I think I’ve finally put my finger on what it is that bothers me about the way baseball writers cover the steroid story. They write as if it happened to them. Manny Ramirez didn’t just cheat. He cheated TOM VERDUCCI.  Take a step back and stop taking it so personally.

Small Ball by Ian Thomsen

There’s a lot going on here. The main article, about point guards dominating the league, is pretty good. We learn about under publicized players like Darren Collison and Mike Conley. All the sidebars and graphics are a bit distracting though.

The Wheels of Life by Gary Smith

At first, I didn’t want to read this article.
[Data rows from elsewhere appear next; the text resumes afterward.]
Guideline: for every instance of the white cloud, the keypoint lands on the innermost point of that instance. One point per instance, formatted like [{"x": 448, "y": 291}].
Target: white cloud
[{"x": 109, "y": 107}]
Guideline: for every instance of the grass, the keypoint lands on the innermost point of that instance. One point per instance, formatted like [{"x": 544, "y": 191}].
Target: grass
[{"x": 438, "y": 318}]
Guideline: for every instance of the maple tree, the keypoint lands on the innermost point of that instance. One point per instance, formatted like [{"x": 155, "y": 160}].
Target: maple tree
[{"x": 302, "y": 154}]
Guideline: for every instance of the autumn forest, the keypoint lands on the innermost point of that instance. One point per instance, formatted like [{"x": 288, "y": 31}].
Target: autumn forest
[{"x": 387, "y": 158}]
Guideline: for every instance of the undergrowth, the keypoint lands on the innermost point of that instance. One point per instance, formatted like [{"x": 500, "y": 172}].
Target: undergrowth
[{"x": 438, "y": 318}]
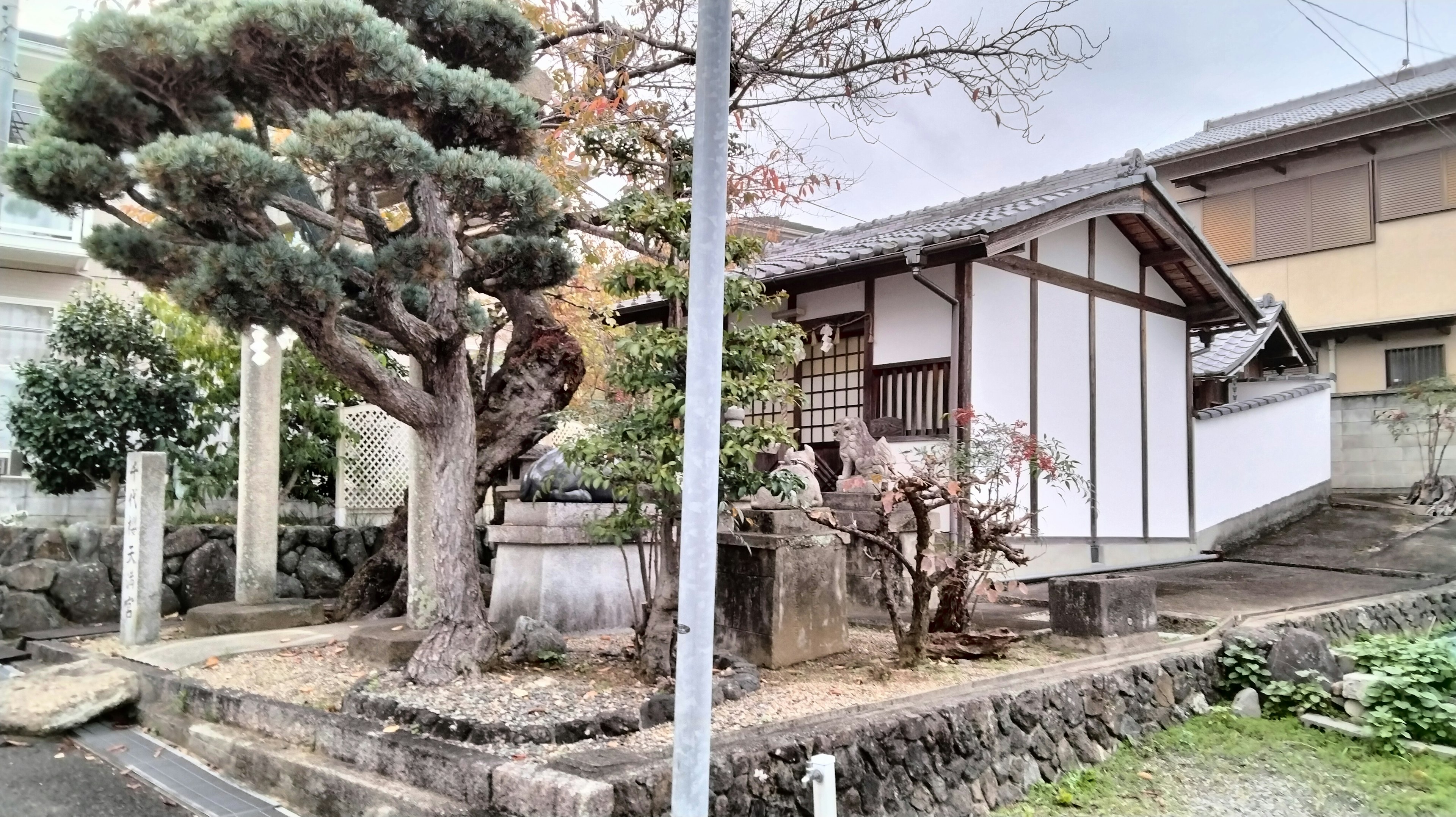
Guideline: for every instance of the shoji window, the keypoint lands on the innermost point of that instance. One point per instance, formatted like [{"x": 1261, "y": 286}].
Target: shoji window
[
  {"x": 1320, "y": 212},
  {"x": 1421, "y": 183}
]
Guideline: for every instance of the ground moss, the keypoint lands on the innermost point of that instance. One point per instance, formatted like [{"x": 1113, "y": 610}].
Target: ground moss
[{"x": 1155, "y": 775}]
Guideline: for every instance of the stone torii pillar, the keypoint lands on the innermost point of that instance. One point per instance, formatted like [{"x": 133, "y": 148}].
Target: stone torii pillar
[{"x": 255, "y": 589}]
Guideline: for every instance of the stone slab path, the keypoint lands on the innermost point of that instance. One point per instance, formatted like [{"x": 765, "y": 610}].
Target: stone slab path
[{"x": 187, "y": 651}]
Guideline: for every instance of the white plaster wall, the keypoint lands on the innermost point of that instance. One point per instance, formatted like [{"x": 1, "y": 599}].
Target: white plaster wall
[
  {"x": 1167, "y": 427},
  {"x": 1064, "y": 402},
  {"x": 910, "y": 321},
  {"x": 1001, "y": 344},
  {"x": 1117, "y": 260},
  {"x": 1159, "y": 289},
  {"x": 1119, "y": 421},
  {"x": 1248, "y": 459},
  {"x": 1066, "y": 250},
  {"x": 835, "y": 301}
]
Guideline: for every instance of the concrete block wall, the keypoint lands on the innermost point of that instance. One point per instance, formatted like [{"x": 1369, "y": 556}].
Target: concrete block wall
[{"x": 1363, "y": 454}]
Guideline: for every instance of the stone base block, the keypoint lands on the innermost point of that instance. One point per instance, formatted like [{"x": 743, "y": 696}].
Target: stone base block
[
  {"x": 783, "y": 599},
  {"x": 1104, "y": 644},
  {"x": 379, "y": 644},
  {"x": 573, "y": 587},
  {"x": 231, "y": 617}
]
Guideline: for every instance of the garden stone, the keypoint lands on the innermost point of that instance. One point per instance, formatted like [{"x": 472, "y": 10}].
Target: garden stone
[
  {"x": 1299, "y": 650},
  {"x": 52, "y": 547},
  {"x": 169, "y": 602},
  {"x": 34, "y": 576},
  {"x": 83, "y": 538},
  {"x": 319, "y": 574},
  {"x": 182, "y": 541},
  {"x": 1356, "y": 687},
  {"x": 63, "y": 696},
  {"x": 289, "y": 587},
  {"x": 207, "y": 576},
  {"x": 27, "y": 612},
  {"x": 532, "y": 639},
  {"x": 1247, "y": 704},
  {"x": 83, "y": 593}
]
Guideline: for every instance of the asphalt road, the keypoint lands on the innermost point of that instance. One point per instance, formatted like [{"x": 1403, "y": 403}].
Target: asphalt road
[{"x": 37, "y": 784}]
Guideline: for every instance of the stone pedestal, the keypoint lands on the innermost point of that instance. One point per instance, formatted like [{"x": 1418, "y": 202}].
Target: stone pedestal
[
  {"x": 231, "y": 617},
  {"x": 548, "y": 568},
  {"x": 142, "y": 548},
  {"x": 783, "y": 596},
  {"x": 388, "y": 644},
  {"x": 261, "y": 383},
  {"x": 1104, "y": 614}
]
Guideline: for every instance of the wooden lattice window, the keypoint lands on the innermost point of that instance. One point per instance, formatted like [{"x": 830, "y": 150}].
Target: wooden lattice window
[{"x": 833, "y": 385}]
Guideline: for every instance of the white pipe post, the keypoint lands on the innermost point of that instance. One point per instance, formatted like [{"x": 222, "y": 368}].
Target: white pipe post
[
  {"x": 820, "y": 778},
  {"x": 692, "y": 708}
]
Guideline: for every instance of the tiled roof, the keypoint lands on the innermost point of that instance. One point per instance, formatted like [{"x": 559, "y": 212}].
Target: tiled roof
[
  {"x": 1265, "y": 401},
  {"x": 1410, "y": 85},
  {"x": 946, "y": 222},
  {"x": 1231, "y": 352}
]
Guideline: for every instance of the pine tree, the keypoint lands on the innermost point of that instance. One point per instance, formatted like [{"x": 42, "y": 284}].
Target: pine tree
[{"x": 265, "y": 136}]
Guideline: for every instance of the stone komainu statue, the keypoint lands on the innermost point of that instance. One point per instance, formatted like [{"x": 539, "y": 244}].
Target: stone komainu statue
[{"x": 801, "y": 465}]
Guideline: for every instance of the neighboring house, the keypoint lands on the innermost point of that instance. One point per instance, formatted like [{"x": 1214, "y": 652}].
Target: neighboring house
[
  {"x": 1079, "y": 295},
  {"x": 41, "y": 266},
  {"x": 1343, "y": 204}
]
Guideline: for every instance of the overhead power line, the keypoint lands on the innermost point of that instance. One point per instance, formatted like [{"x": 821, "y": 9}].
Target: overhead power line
[{"x": 1376, "y": 78}]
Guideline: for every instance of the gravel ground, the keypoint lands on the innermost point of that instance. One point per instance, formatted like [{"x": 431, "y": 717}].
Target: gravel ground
[{"x": 311, "y": 676}]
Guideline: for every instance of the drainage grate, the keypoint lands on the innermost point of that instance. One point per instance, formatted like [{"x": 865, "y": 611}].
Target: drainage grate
[{"x": 177, "y": 775}]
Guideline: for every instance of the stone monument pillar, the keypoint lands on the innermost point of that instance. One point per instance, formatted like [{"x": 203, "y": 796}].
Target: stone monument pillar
[
  {"x": 255, "y": 589},
  {"x": 258, "y": 470},
  {"x": 420, "y": 608},
  {"x": 142, "y": 548}
]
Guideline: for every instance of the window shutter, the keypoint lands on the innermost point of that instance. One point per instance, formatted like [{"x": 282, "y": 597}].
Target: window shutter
[
  {"x": 1228, "y": 223},
  {"x": 1340, "y": 212},
  {"x": 1411, "y": 186},
  {"x": 1282, "y": 219}
]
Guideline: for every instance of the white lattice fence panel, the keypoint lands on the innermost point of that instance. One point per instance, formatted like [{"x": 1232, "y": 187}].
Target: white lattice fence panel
[{"x": 375, "y": 468}]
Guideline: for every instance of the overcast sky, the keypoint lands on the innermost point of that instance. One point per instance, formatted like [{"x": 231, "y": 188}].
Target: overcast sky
[{"x": 1167, "y": 66}]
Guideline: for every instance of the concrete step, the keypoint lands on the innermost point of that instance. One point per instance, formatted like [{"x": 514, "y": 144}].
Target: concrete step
[{"x": 315, "y": 784}]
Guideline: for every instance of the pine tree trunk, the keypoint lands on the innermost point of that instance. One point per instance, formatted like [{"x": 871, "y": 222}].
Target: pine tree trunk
[
  {"x": 461, "y": 640},
  {"x": 660, "y": 630}
]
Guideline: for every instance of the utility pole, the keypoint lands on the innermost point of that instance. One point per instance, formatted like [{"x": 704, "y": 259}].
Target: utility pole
[
  {"x": 9, "y": 50},
  {"x": 692, "y": 710}
]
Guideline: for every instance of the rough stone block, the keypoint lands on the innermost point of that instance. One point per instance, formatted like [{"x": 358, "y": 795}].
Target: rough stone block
[
  {"x": 1101, "y": 606},
  {"x": 231, "y": 617},
  {"x": 783, "y": 599},
  {"x": 381, "y": 644}
]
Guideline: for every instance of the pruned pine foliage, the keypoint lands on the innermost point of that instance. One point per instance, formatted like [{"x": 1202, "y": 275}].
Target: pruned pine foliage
[
  {"x": 110, "y": 385},
  {"x": 265, "y": 138}
]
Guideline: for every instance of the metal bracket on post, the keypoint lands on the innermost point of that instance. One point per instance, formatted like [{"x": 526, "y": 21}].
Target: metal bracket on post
[{"x": 820, "y": 777}]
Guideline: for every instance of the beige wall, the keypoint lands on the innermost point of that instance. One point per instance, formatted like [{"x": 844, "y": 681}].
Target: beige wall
[{"x": 1359, "y": 363}]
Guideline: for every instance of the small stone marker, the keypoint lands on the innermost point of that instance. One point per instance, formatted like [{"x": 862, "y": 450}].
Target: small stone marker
[
  {"x": 142, "y": 548},
  {"x": 1104, "y": 614}
]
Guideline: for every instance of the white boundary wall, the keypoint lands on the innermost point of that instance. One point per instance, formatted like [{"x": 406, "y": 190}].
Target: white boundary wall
[{"x": 1257, "y": 458}]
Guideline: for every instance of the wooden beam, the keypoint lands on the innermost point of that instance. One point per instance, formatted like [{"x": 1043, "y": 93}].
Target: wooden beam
[
  {"x": 1163, "y": 257},
  {"x": 1039, "y": 271}
]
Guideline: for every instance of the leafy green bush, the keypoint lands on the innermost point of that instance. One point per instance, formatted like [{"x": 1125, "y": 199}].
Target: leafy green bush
[
  {"x": 1417, "y": 684},
  {"x": 1244, "y": 665}
]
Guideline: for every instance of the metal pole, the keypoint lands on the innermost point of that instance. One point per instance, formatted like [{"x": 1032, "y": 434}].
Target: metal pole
[
  {"x": 692, "y": 708},
  {"x": 9, "y": 50}
]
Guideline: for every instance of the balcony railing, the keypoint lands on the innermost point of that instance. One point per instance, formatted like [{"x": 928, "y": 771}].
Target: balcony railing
[{"x": 918, "y": 394}]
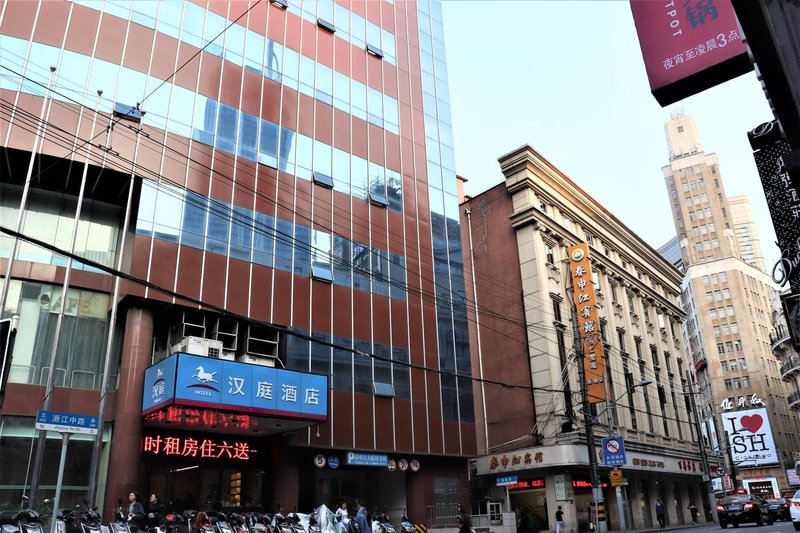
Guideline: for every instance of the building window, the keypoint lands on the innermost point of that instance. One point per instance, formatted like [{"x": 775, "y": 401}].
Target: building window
[
  {"x": 556, "y": 308},
  {"x": 79, "y": 358},
  {"x": 643, "y": 373},
  {"x": 549, "y": 252}
]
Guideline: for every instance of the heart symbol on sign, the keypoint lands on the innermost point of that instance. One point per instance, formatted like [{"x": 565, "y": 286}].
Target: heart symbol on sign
[{"x": 752, "y": 423}]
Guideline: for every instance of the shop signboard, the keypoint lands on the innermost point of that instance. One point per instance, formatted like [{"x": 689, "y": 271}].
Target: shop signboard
[
  {"x": 762, "y": 486},
  {"x": 366, "y": 459},
  {"x": 502, "y": 481},
  {"x": 791, "y": 475},
  {"x": 196, "y": 381},
  {"x": 688, "y": 47},
  {"x": 750, "y": 437},
  {"x": 564, "y": 489},
  {"x": 588, "y": 320},
  {"x": 779, "y": 170}
]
It looked long and I’ve read about the Hoyts in SI columns before. But, I decided to go ahead and give it a shot. It was long. And now that I’ve finally finished it, I’m still not sure what I think. We’ll break it down.

– Is Dick Hoyt likable? There’s no doubt committed to his son, but I don’t know if he’s likable. He seems to lack a personality.

-If the goal is to elicit emotion, the pictures of Dick and Rick at various races through the years are more effective than any of the prose.

-What the fuck?

Judy’s dead. She took her last breath six days before this pothole-riddled race,

That comes out of nowhere and is delivered with a surprisingly cold and clinical hand.

-Rick Hoyt went to BU. They have a picture of him at graduation. I couldn’t help but think back to my own BU graduation, when I sat behind Travis Roy, the hockey player who was tragically paralyzed during the first shift of his freshman season. Somehow, he still managed to get through school in just 5 years. They put a big picture in the Boston Globe the next day. I was in the background. It’s the only part of the story I cared about. Like I said, I couldn’t help thinking of this. I tried not to. I really did. It’s not my finest moment.

Point After by Joe Posnanski

Joe’s handicapped (no pun intended) by two factors this week. First of all, his summary of Rory McIlroy’s final round is essentially a rehash of Alan Shipnuck’s earlier article. Secondly, by the time I read the column, I had seen Kevin Na shoot a 16 on one hole at the TPC San Antonio. When you see that, a couple of bogies doesn’t sound so bad.